Where CalNative Booking is the stronger choice
CalNative is the better option when the Google Calendar connection and simplicity are the priority:
- You want real-time availability from Google Calendar. CalNative reads free/busy data on demand. LatePoint reads from its own database with Google Calendar as a sync layer. If your calendar changes often — site visits, external meetings, personal commitments — CalNative stays accurate without any extra steps.
- You do not want an OAuth connection to maintain. Service account credentials do not expire. There is no reconnection to handle, no silent failure when a token lapses, no periodic re-authorisation flow.

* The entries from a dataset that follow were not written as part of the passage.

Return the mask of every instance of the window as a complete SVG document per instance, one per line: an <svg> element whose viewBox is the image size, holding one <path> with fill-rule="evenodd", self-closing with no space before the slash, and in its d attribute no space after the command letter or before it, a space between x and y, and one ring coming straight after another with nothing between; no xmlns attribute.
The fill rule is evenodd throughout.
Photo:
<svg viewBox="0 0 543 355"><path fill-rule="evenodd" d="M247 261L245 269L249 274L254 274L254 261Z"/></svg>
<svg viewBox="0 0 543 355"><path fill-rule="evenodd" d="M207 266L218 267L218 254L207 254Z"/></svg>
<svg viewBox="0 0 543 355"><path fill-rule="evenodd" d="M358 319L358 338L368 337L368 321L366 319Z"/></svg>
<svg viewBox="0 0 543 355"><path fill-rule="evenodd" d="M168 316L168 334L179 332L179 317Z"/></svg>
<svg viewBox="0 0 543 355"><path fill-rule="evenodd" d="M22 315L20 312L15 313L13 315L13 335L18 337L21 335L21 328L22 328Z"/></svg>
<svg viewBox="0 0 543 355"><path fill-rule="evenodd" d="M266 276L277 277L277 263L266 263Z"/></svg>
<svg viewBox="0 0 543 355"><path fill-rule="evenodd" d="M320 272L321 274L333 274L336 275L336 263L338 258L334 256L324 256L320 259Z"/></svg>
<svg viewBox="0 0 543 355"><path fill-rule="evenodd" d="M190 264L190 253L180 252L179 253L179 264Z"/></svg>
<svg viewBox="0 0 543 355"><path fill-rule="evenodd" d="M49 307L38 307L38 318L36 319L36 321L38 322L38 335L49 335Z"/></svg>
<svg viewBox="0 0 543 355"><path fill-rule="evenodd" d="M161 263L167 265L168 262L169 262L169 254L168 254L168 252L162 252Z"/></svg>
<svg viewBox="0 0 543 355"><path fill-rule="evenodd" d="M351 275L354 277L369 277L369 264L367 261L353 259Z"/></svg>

- You want per-page shortcode control. CalNative’s shortcode accepts inline attributes —
design,text_size,max_width,booking_title,booking_desc— so different pages can show different variants of the widget without changing global settings. - You want full visual control. CalNative’s styling settings cover primary colour, button colour, border radius, max width, and custom CSS. The widget inherits the page’s font automatically and looks like part of the site rather than an embedded tool.
- Lower annual cost for a solo practitioner. At $39/year, CalNative is less than half the price of LatePoint’s $79/year entry plan. If you only need a single-host Google Calendar booking widget, you are not paying for multi-staff scheduling, customer portals, or payment processing that you will not use.
Which one should you choose?
Choose LatePoint if you have multiple staff members to schedule, operate across multiple locations, need payment collection at booking, or want a customer portal where clients can manage their appointments. It is a broader platform designed for businesses with more operational complexity.
Choose CalNative Booking if you are a solo practitioner whose availability lives in Google Calendar, want the booking widget to reflect your calendar in real time without sync delays, and prefer a simple all-included plugin with full styling control. The service account approach means the connection never breaks and requires no ongoing maintenance.
The core question is whether you need a scheduling platform or a booking widget. LatePoint is a platform. CalNative is a widget — one that connects directly to Google Calendar and stays out of the way.